The Prime Minister appointed his top team on Friday, making only minor changes to the shadow cabinet that existed before the election.

During a cabinet meeting, Ms Dodds sat in front of a place card reading minister of state for development, however, this post had not yet been officially announced.

Ms Dodds managed to secure 19,541 votes for the general election, giving the Labour party a majority of 14,465.

The Oxford East MP served as the party chair for the last three years.

Kemi Badenoch previously held the role of minister for Women and Equalities for the Conservative party.

It is a position that has sparked debate and controversy in recent years with Ms Badenoch recently being criticised by former Dr Who star David Tennant who said he wished for her to "shut up" due to her views on transgender people.

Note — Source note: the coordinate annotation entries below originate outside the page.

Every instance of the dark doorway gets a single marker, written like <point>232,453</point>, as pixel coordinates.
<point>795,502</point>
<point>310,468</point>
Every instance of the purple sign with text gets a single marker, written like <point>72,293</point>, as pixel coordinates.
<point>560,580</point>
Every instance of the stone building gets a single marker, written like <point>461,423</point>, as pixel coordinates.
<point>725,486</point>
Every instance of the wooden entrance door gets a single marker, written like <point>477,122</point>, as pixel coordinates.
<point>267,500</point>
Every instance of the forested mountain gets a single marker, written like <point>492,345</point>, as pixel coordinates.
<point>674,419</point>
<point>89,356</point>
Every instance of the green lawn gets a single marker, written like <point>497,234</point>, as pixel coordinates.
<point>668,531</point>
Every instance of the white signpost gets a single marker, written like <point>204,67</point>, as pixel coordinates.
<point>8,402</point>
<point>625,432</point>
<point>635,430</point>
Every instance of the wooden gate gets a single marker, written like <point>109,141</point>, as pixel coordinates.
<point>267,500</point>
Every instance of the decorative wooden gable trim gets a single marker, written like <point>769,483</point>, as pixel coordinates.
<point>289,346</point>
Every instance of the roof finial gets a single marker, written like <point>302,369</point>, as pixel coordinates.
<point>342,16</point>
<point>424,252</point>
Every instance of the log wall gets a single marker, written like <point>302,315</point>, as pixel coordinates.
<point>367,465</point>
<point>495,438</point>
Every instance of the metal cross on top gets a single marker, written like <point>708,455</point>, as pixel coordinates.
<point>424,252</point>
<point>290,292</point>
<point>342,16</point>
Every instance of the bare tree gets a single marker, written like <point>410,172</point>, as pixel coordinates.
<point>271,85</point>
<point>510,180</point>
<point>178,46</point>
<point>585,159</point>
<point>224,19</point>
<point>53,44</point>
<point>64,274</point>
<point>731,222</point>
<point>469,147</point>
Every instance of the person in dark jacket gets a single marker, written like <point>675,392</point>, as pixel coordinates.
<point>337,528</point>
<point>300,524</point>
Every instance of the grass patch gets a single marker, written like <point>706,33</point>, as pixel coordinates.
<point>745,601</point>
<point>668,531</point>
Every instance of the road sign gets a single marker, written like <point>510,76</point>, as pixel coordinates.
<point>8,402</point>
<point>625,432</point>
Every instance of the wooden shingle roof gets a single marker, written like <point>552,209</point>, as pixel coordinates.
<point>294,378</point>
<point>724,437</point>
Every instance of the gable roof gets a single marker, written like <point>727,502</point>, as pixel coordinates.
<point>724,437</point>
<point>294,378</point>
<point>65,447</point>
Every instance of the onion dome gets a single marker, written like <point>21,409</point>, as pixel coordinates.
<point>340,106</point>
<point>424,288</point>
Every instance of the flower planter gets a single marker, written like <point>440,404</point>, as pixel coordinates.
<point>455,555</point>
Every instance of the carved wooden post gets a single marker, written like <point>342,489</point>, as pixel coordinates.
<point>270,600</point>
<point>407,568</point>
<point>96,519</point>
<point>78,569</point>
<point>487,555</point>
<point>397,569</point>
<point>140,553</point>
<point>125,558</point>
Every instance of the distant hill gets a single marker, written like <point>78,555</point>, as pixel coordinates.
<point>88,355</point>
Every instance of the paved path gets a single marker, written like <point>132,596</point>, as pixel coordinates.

Ms Dodds has also been criticised for different reasons with some saying the Labour party is unable to provide a clear definition of "woman".

The Labour party insists it has been clear on the issue and that "sex and gender are different".

In a statement issued on Sunday morning, the MP for Oxford East said: “It has been an honour to serve as party chair for the last three years, getting the Labour Party back in the service of working people and meeting so many dedicated Labour members right across the country."

"Many congratulations to Ellie Reeves, who I know will do a brilliant job.”

Labour won 412 seats and the Tories 121, marking the worst result in Conservative history.

In his first speech in Downing Street, Sir Keir pledged to usher in an era marked by “stability and moderation” as he told voters “My Government will serve you” whether or not they backed his party.